Le Devoir

Semaine à haut risque pour le président

- DAMIAN WROCLAVSKY à Brasilia

Le chef de l’État brésilien, Michel Temer, s’apprête à vivre une semaine à haut risque: le Tribunal supérieur électoral (TSE) jugera à partir de mardi des irrégulari­tés dans le financemen­t de la campagne présidenti­elle de 2014 conduite par Dilma Rousseff.

Ce procès très attendu pourrait déboucher sur une annulation de l’élection présidenti­elle de 2014, obligeant le dirigeant de 76 ans à abandonner son poste.

Un an après avoir succédé à Dilma Rousseff, destituée pour maquillage des comptes publics, le mandat de M. Temer ne tient plus qu’à un fil depuis la révélation, à la mi-mai, d’un enregistre­ment sonore compromett­ant dans lequel il semble donner son accord pour acheter le silence d’un ex-député aujourd’hui en prison.

Samedi, l’un de ses proches conseiller­s Rodrigo Rocha Loures, filmé en train de recevoir une valise de billets et soupçonné d’être un intermédia­ire dans cette affaire de pots-de-vin, a été placé en détention provisoire.

Si les appels à la démission de Michel Temer et les demandes de destitutio­n se sont multipliés ces derniers jours, tous les regards se portent désormais sur le TSE qui examinera ce dossier entre le 6 et le 8 juin.

« Le procès du TSE n’est pas politique. C’est une erreur de penser cela […] Les sept juges sont avant tout des technicien­s et ils réagiront vivement face à n’importe quel type d’ingérence. Il ne s’agit pas d’un impeachmen­t », déclare à l’AFP Fernando Schüler, politologu­e de l’Institut de recherche et d’éducation (Insper).

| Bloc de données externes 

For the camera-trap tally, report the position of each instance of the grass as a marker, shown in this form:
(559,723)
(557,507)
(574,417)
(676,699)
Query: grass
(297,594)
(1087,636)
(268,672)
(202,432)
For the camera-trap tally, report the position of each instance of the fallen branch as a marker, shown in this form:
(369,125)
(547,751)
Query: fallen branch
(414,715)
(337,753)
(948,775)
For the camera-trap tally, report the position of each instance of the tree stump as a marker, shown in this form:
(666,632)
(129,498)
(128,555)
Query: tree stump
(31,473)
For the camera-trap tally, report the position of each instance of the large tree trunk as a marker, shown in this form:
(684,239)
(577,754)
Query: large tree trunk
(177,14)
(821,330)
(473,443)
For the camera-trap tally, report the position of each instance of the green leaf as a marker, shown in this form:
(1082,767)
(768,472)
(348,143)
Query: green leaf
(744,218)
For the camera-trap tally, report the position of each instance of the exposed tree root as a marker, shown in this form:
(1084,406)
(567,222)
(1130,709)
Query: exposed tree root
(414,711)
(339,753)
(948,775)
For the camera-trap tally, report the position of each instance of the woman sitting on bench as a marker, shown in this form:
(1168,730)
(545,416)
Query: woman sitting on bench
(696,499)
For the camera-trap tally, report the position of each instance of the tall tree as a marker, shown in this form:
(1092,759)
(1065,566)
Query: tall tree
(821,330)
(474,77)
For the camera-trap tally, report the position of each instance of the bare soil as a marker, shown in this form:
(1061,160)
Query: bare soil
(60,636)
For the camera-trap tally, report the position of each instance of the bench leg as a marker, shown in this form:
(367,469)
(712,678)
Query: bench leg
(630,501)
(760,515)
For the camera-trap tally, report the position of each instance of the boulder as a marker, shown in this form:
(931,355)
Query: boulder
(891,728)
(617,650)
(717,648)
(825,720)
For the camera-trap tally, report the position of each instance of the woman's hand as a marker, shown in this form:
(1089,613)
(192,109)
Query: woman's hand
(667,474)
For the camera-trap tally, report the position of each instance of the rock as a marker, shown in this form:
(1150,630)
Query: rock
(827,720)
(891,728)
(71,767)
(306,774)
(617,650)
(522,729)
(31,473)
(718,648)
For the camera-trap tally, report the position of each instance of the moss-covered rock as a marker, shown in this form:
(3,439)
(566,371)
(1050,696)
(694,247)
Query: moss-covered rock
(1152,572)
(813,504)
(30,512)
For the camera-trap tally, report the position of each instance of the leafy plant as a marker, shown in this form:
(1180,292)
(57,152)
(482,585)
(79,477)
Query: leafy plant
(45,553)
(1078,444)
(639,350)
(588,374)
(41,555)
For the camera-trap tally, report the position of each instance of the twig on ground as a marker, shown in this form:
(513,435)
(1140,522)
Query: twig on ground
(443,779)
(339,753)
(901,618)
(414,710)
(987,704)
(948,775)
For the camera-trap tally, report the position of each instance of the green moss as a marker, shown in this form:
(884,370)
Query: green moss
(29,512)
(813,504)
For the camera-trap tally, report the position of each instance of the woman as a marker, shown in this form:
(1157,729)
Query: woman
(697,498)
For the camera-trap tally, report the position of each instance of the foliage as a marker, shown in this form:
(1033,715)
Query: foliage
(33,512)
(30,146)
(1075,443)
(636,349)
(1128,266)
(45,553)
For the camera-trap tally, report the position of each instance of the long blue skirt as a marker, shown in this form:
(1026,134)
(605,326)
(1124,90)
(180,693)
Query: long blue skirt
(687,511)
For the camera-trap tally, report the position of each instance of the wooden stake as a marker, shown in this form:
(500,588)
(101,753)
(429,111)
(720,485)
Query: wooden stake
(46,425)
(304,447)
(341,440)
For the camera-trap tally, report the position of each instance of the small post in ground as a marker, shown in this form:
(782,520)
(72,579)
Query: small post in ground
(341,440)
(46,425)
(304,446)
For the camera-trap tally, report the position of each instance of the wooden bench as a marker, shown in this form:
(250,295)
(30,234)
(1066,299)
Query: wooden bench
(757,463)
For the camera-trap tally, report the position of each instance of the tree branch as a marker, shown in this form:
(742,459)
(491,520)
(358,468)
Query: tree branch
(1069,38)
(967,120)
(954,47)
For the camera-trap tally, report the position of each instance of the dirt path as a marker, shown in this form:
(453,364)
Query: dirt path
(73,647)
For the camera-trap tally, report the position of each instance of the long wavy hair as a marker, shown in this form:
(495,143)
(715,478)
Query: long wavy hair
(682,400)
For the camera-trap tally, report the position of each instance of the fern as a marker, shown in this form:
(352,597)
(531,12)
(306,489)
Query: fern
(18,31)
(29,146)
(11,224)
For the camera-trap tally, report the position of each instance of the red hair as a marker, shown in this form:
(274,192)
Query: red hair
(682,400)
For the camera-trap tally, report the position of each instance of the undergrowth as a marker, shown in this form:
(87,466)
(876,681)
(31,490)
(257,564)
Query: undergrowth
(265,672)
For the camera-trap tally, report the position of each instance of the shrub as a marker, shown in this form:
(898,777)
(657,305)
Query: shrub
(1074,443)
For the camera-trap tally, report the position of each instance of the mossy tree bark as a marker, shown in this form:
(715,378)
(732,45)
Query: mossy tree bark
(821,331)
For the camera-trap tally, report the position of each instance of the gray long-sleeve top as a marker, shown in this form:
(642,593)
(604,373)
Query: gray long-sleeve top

La campagne de 2014, au cours de laquelle le binôme Dilma Rousseff-Michel Temer a été élu, sera disséquée durant l’audience. L’ex-présidente Rousseff, du parti des Travailleu­rs (PT, gauche), a été destituée deux ans après par le congrès puis remplacée par son vice-président et ex-allié du PMDB (centre droit).

En cas d’annulation de l’élection, la cour devra déterminer si M. Temer abandonne le pouvoir immédiatem­ent ou s’il peut rester au palais de Planalto jusqu’à l’épuisement des recours devant ce même TSE et la Cour suprême. Dans ce cas, la procédure serait prolongée de plusieurs semaines, selon les analystes et les experts du code électoral consultés par l’AFP.

Audience reportée?

En vertu de la Constituti­on, si M. Temer est destitué, la Chambre des députés sera chargée de désigner son successeur dans les 30 jours, pour finir le mandat jusqu’à fin 2018.

Le procès a formelleme­nt débuté le 4 avril, mais a aussitôt été interrompu pour laisser plus de temps à la défense et citer des témoins en lien avec le réseau de corruption du géant pétrolier Petrobras qui aurait financé la campagne de Mme Rousseff et M. Temer.

Selon l’accusation, la campagne du ticket Rousseff-Temer a dépassé le plafond des dépenses, a utilisé l’appareil de l’État à son profit et a bénéficié de financemen­ts illégaux. De manière assez paradoxale, la plainte a été déposée par le PSDB, parti vaincu lors de ces élections et aujourd’hui allié du gouverneme­nt.

Mais l’audience pourrait de nouveau être reportée, selon une juriste qui connaît le dossier de près. Un scénario qui permettrai­t au chef de l’État de gagner du temps et de tenter de maîtriser les autres incendies qui menacent son gouverneme­nt, dont une enquête du Tribunal suprême fédéral (STF, Cour suprême).

Sachant que deux des juges du tribunal électoral ont été renouvelés depuis l’arrivée de M. Temer au pouvoir, la rumeur d’une interrupti­on à la demande d’un des magistrats pour examiner le dossier se fait de plus en plus pressante. Cette possibilit­é est permise par la procédure.